Sometime before Memorial Day, the United States Senate will
consider several proposals to put taxpayers on the hook for
“national catastrophe insurance” liabilities that could easily top
$100 billion. The proposed legislation, intended mostly to reduce
soaring homeowners insurance premiums along the Atlantic seaboard,
would damage the environment while likely failing to keep
consumers’ insurance costs down. It’s a terrible idea.
Government-backed catastrophe insurance, also known as
“backstopping,” would transform the U.S. Treasury into the insurer
of last resort for nearly every disaster-prone home in the country.
Two proposals that have passed the House of Representatives would
expand an already troubled National Flood Insurance Program (NFIP)
to cover wind damage and allow the federal government to sell
reinsurance to private companies.
In either case, the federal government would set premiums and,
in return, provide policy holders and insurance companies with
coverage against certain events (hurricanes and perhaps
earthquakes) and specific levels of insurance claims. Following a
disaster, the government would pay insurers which, in turn, would
pay their policy holders.
Many private companies already sell reinsurance that works this
way, but proponents of the legislation argue that tax exemptions,
economies of scale, creditworthiness, and the implicit promise of a
bailout would let the feds charge less. Since lower prices would
reduce costs to insurers, proponents argue, savings would trickle
down to consumers. Because the programs could break even over time,
the theory goes, all this wouldn’t cost taxpayers a dime.
TO SEE WHY THIS wouldn’t work, one needs only to look at the flood
program that covers nearly all residential flood damage. Although
Congress intended NFIP to support itself, it regularly borrows
money from the U.S. Treasury (it currently owes almost $18
billion), charges prices that don’t cover its costs, and, as a
result, fails at its supposed objective of discouraging building in
flood-prone areas.
State-government sponsored reinsurance efforts have also failed
dismally. Florida’s existing hurricane catastrophe fund program
imposes a potentially crippling liability of around $30 billion on
the state’s taxpayers and hasn’t even reduced consumers’ rates.
Because private reinsurers already avoid most taxes and manage
their risks more broadly than the government could (they work
internationally while the government’s risk necessarily focuses on
the United States), a federal program probably can’t charge
sufficient rates and still deliver savings.
Instead, politicians would likely deliver rate cuts the same way
they have with flood insurance: by forcing the program to set
premiums below actual costs. Given that Florida’s program imposes a
$30 billion liability, a national program would probably put
taxpayers on the hook for $100 billion or more.
This implicit subsidy would make it practical for developers to
build in currently wild or lightly developed coastal areas where
conventional private companies won’t write policies. That’s why
groups like the National Wildlife Foundation, Friends of the Earth,
and Sierra Club have spoken out against it.

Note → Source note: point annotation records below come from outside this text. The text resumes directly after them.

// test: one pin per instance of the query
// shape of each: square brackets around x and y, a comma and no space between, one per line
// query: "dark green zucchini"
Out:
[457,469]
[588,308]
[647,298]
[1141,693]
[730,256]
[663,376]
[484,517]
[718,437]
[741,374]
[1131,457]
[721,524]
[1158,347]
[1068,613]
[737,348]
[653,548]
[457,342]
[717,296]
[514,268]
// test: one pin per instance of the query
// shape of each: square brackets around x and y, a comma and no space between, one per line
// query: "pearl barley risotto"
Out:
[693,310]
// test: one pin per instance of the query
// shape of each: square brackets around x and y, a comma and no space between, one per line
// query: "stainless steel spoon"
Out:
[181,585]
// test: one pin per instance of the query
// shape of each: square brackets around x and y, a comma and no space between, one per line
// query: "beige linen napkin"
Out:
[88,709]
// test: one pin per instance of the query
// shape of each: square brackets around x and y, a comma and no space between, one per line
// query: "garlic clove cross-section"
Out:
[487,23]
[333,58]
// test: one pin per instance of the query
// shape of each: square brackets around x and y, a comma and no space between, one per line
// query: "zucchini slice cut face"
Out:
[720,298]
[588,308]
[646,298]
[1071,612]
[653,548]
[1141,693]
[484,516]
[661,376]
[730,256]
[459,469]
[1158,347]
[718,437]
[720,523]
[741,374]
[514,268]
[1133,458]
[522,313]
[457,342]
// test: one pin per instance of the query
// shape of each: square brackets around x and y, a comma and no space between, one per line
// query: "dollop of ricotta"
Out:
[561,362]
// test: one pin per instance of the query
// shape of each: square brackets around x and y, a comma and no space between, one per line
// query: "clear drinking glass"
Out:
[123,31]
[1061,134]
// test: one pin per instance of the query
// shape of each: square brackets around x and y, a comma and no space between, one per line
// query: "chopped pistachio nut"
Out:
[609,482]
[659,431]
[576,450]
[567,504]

There’s no guarantee that most consumers would see rates go down
in any case: Most insurers actually filed for rate
increases after the state of Florida massively expanded
its own catastrophe fund program.
ALTHOUGH RISING homeowners insurance premiums are mostly a problem
for coastal states which should try to solve the problem
themselves, the federal government does have a role to play.
Efforts to end state setting of homeowners insurance rates — the
practice in 49 states — provide the best long-term solution.
Over time, risk-based insurance rates alone would force property
owners to either make their homes more disaster-resistant or move
out of dangerous areas. To facilitate the transition, however,
federal efforts should focus on programs that help people help
themselves through disaster mitigation. In addition, Congress might
even consider direct insurance premium assistance targeted towards
incumbent homeowners of modest means.
A massive new reinsurance subsidy program, however, will
endanger both the nation’s fiscal health and its environment. When
the Senators consider the misguided proposal for federal
reinsurance, they should do the smart thing — reject it.